Given the pivotal role of inflammasomes in atherosclerosis pathogenesis, researchers and clinicians have shifted their focus toward understanding the molecular mechanisms underlying inflammasome activation and its downstream effects [7]. Additionally, exploiting this knowledge to develop targeted therapies that modulate inflammasome activity has gained significant attention as a potential means of halting disease progression and reducing atherosclerosis-associated complications [5].
This review article aims to comprehensively explore the current understanding of the involvement of inflammasomes in atherosclerosis pathophysiology, with a focus on the cellular and molecular mechanisms driving their activation. Moreover, we will delve into the recent advancements in therapeutic strategies targeting mainly NLRP3 inflammasome, including existing anti-atherosclerotic pharmacotherapy with proven NLRP3 inflammasome-modulating effects, direct NLRP3 inflammasome inhibitors, and agents with secondary NLRP3 inflammasome inhibitory effects. Furthermore, we will discuss the available evidence concerning the modulation of other inflammasomes in atherosclerosis research. By collating the existing evidence, we seek to offer insights into the promising clinical implications and future perspectives of inflammasome-targeted therapies for treating atherosclerosis and its associated cardiovascular sequelae, mentioning the key points and challenges that ought to be addressed.

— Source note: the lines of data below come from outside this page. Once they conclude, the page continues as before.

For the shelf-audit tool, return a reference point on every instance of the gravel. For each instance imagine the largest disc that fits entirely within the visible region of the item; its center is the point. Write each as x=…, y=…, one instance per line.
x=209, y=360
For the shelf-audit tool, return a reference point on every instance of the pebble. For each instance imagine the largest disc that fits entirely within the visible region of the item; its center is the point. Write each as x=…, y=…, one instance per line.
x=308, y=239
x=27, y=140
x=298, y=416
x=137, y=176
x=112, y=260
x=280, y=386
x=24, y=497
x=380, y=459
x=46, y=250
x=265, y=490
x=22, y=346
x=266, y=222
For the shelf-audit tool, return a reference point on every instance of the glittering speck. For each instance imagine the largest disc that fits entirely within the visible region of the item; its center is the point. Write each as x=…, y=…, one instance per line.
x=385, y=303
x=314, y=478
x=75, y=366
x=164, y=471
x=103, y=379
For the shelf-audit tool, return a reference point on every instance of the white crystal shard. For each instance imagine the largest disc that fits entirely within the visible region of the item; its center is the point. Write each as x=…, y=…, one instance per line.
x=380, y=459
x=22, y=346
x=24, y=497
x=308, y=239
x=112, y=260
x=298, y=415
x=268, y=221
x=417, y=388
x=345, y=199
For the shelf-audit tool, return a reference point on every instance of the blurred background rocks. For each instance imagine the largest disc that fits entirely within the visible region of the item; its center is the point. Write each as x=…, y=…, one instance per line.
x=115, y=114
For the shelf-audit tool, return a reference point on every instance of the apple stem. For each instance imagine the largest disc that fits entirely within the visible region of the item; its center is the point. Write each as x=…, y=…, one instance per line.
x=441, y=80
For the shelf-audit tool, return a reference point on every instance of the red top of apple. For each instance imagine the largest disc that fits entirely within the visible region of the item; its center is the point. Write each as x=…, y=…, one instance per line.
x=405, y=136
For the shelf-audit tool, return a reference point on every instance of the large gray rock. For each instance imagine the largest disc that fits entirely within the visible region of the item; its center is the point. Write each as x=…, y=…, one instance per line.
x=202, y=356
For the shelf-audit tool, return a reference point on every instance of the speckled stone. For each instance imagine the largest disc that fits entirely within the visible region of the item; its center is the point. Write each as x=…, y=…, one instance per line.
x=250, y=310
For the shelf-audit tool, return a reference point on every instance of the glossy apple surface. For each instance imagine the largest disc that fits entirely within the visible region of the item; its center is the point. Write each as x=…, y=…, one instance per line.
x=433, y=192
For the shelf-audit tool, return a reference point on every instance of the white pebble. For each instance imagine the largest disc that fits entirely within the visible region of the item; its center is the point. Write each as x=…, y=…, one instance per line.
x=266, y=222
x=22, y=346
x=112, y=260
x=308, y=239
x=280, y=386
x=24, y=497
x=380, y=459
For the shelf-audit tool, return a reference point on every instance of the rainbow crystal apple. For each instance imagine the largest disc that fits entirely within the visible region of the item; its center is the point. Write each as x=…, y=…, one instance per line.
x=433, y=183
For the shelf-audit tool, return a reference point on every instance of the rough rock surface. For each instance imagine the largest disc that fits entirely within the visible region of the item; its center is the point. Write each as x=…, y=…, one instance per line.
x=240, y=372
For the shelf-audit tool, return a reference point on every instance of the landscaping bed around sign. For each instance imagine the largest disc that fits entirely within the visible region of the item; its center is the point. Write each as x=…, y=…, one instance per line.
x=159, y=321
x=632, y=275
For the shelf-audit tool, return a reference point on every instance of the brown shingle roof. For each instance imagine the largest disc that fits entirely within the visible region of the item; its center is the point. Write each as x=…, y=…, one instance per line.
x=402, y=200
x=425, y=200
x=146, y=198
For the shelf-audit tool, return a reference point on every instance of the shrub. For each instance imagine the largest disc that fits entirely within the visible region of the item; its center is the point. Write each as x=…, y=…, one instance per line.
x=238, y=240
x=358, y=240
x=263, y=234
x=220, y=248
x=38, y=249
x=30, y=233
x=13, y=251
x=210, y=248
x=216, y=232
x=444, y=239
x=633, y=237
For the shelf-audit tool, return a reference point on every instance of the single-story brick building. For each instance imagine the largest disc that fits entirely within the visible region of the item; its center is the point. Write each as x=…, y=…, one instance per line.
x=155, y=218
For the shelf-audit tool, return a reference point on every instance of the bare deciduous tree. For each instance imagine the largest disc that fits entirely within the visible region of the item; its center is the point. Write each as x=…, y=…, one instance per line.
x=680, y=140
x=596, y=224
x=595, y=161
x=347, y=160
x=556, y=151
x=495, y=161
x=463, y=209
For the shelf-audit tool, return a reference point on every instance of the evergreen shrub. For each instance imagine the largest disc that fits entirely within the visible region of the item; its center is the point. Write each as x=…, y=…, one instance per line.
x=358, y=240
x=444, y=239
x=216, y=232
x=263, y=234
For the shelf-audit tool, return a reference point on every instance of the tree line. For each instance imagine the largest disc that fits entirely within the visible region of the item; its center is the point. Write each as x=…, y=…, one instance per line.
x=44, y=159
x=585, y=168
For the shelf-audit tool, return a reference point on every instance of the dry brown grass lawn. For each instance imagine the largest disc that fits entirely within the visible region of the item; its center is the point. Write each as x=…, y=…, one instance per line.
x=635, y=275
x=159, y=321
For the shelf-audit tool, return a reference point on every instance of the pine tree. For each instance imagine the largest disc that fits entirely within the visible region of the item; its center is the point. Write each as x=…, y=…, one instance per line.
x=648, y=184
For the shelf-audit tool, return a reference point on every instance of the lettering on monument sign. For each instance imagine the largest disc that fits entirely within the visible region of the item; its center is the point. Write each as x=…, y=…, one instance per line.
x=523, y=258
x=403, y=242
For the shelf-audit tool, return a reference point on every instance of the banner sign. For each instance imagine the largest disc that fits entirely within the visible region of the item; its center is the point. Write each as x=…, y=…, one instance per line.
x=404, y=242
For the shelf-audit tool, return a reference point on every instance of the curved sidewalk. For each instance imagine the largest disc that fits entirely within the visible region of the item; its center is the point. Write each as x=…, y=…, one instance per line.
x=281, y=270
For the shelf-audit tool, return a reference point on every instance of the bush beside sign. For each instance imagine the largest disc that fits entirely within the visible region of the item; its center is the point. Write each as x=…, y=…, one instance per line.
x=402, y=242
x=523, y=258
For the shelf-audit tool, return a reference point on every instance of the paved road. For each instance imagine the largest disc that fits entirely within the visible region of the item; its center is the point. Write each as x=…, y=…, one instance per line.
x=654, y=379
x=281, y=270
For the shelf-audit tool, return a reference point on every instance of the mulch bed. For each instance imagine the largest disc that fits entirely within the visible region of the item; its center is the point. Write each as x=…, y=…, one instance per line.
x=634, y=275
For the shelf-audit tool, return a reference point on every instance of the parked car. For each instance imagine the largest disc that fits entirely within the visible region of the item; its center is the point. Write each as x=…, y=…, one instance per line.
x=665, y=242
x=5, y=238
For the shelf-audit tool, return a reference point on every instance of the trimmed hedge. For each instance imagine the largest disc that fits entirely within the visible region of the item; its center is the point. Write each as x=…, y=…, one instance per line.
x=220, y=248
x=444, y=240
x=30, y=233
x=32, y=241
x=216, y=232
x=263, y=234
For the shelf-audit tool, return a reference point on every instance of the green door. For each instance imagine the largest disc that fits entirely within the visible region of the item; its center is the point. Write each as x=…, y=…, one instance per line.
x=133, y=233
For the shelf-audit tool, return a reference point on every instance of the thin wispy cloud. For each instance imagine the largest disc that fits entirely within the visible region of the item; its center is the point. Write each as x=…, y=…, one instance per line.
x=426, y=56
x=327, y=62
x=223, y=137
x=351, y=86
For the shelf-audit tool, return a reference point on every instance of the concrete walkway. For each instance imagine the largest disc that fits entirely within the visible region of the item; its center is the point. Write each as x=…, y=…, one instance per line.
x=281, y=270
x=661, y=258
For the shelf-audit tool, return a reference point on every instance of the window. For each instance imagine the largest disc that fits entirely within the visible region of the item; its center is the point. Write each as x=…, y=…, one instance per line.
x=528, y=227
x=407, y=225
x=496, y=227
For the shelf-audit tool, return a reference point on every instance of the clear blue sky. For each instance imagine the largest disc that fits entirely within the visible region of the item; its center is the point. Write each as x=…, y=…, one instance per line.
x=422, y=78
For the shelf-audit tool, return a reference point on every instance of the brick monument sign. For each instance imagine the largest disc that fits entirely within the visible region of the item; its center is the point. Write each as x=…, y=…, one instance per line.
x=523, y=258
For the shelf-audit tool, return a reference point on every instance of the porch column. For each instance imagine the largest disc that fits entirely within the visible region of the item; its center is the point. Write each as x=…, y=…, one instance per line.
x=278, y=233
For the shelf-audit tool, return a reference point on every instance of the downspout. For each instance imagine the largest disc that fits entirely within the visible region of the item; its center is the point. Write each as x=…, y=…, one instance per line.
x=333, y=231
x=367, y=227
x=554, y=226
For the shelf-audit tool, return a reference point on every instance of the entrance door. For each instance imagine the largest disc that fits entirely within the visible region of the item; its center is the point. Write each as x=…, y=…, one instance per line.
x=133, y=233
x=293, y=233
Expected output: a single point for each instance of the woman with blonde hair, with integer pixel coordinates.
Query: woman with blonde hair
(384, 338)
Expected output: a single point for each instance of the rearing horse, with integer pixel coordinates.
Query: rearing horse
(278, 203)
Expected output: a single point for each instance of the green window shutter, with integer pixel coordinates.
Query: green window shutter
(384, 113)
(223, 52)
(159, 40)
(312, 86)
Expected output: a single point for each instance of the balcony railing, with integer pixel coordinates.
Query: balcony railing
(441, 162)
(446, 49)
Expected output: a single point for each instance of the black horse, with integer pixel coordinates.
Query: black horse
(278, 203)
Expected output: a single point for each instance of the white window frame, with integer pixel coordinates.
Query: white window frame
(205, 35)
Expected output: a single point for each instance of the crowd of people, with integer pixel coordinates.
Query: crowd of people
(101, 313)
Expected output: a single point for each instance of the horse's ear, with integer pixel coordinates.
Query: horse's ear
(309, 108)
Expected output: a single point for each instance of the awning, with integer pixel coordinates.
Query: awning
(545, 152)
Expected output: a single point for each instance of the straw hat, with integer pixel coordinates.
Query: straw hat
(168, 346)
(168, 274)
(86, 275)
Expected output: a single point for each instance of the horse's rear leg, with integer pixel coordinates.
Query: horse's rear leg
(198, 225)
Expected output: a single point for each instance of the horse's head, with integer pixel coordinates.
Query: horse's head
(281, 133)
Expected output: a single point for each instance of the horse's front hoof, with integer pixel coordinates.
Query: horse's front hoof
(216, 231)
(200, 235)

2. Atherosclerosis: Pathogenesis and the Role of Inflammation

The atherosclerotic process consists of multiple steps, namely endothelial dysfunction, abnormal lipid metabolism and deposition in the subendothelial layer, and inflammation [8]. Several risk factors contribute to this hazardous cascade, such as arterial hypertension, diabetes mellitus, dyslipidemia, and smoking, among others [1].
The endothelial layer, an abundant organ lining the blood vessels, is crucial in vascular homeostasis, mainly depending on nitric oxide (NO) bioavailability. NO not only regulates vascular tone, but participates in other processes such as thrombosis, fibrinolysis, vascular inflammation, and remodeling [9]. In the setting of impaired NO bioavailability—either due to reduced production or increased degradation—endothelial dysfunction occurs and is considered the initial step of atherogenesis [9]. In such a deleterious state, there is evident vasoconstriction, thrombosis, leukocyte migration, and vascular smooth muscle cell (VSMC) proliferation [9]. Inflammation is crucial in the development of endothelial dysfunction, since proinflammatory cytokines (ILs and tumor necrosis factor-alpha (TNF-α)) can act as damage-associated molecular patterns and stimulate the corresponding endothelial cell receptors, ultimately leading to nuclear factor-κB (NF-κB) signaling [9]. Consequently, there is an upregulation of adhesion molecules (vascular cell adhesion molecule, intercellular adhesion molecule, E-selectin, and P-selectin), which, in turn, aid leukocyte trafficking in the subendothelial layer [9]. Moreover, damaged endothelial cells participate in a vicious cycle of cytokine production that perpetuates the inflammatory cycle [9].
Endothelial impairment additionally facilitates the invasion of apolipoprotein-B-containing lipoproteins, such as low-density lipoproteins (LDL), in the subendothelial layer. Of the known subcategories of LDL, small–dense LDL (sdLDL) is considered the molecule with the greatest atherogenic potential. LDLs are then retained in the arterial wall and undergo several modifications, with oxidation being the most well studied [10]. Foam cell formation ensues as a result of oxidized LDL (oxLDL) binding to the surface lectin-like oxLDL receptor-1 of VSMCs [11], as well as their uptake by macrophages.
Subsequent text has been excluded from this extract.